The tube came out quickly. The inability to move properly resolved itself. The damage was already done in the moment when I came to consciousness and couldn’t move, speak or understand what was happening, isolated in a scene of chaos. More trauma came as I learned that the situation might have been avoidable if better choices had been made by some of the clinicians involved.

Upon arriving home, I knew I would have some sort of reaction to my experience, but I wasn’t quite sure what. It took about twenty-four hours before the first signs became obvious. I walked across my kitchen and set the toaster oven tray in the sink. Then I crumpled to the ground in a ball and sobbed. There was literally absolutely no immediate cause for the tears. They just happened.

The uncontrollable sobbing became my life with tears unpredictably surfacing one to three times a day. I could be reading a book or chatting on the phone or sitting in a meeting and tears happened sort of like a sneeze – there are things you know will cause it, ways to possibly delay it, but sooner or later, it bursts forth.

Eventually I learned those delaying tactics, making being out in public somewhat more possible. Sometimes I was even able to identify what caused the tears and what emotions I was feeling. Once in a while it was even related to immediate events and not past trauma.

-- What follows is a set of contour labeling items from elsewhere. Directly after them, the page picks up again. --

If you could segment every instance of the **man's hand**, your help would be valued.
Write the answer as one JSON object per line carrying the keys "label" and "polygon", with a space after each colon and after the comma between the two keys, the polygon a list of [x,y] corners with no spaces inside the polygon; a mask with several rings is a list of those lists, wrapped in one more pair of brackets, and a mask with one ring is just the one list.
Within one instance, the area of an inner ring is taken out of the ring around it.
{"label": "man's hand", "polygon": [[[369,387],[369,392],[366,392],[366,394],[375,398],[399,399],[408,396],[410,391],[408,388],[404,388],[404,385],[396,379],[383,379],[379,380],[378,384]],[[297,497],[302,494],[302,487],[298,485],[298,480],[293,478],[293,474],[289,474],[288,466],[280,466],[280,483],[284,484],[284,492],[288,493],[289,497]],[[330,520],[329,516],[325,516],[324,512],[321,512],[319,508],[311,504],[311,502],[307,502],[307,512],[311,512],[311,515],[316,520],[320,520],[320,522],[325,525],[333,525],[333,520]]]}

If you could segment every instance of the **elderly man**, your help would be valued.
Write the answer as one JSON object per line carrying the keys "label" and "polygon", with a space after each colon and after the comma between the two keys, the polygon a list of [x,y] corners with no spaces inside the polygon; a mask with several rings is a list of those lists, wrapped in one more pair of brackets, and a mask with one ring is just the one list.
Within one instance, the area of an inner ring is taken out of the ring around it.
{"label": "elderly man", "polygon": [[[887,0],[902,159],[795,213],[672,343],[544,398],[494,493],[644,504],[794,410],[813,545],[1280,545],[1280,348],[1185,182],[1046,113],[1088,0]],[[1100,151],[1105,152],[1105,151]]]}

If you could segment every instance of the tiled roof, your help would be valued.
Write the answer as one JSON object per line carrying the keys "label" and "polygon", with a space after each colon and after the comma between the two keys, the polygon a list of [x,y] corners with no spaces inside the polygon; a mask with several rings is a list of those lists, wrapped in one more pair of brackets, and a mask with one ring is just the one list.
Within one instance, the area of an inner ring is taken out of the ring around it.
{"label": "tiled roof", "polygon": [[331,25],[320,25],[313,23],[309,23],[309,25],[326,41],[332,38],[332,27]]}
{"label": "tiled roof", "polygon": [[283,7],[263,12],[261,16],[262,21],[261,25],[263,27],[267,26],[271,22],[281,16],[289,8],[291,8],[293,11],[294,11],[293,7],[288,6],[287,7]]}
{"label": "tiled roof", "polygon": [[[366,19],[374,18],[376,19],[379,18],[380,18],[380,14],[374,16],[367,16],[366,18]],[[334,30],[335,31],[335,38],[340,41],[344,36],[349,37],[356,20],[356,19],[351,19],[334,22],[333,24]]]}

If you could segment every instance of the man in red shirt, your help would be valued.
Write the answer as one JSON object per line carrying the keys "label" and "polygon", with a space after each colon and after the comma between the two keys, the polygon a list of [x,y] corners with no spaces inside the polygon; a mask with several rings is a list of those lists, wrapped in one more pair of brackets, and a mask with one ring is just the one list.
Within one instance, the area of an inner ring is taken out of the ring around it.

There is something unique about re-traumatization – having experienced trauma, developed PTSD and been successfully treated only to endure a situation similar enough to be the equivalent. then you are coping with PTSD from the recent trauma along with PTSD from your history of similar trauma. In some ways it is like light reflected between a multitude of mirrors so that the intensity of light is greater than any component part. It’s wildly exponential math. It’s emotion magnified, refracted, blenderized and placed in a pressure cooker with a faulty valve.

My entire life ground to a screeching halt. I gave up any notion of doing anything more than going to therapy, walking the dog and making sure we both ate and slept. I did things requiring use of my hands – sewing, baking, knitting – to fill my mind with something because it left less space for trauma. I didn’t visit my family for the holidays. I only talked to people who didn’t make me more upset. I kept asking for topics of conversation to be dropped before I lost it. Again.

Time passed and I was able to control enough of what was happening to begin tentatively living. Then, I knew another trachea stretch was on the immediate horizon because that’s how my stenosis works.

Part of my PTSD symptomology is that I cave in front of anyone I see as an authority figure or more of an expert in a field. Talking to doctors was harder than… crossing an eight-lane highway without a cane, dog or even audible traffic signals. I did it badly. I somehow got through it.

This time, the procedure went smoothly. With a positive experience the most recent in my memory, my life has settled down. I have been able to resume my regularly scheduled existence, just with way more therapy and a conscious commitment to real down time.

Here’s the interesting part. I’m being put back together in better shape than I was before November 15, 2013. I’m not doing it consciously, but I see things happening inside myself that I know will lead to a stronger me. I’m still having trouble wrapping my head around that.


A Letter to My Readers

Hi everyone,

I have a funny feeling there are about 3 people who still remember this blog even exists, but….. Optimism, right?

I wanted to offer my apologies for completely blowing off this blog for over six months. Writing has nnnot been at the top of my priority list. Instead, I was running here and there, engaged in various community activities. I was attempting to live my life, as opposed to writing about my life.

Guess what? I miss writing more than I would have expected, a point driven home for me when I wrote something recently. I’ve been storing content over the past year or more, so I will be posting it, as long as it is still relevant, appropriate and reflective of my current mindset.

Hang on to your hats because some of this is rather intense. I’ve had quite the year.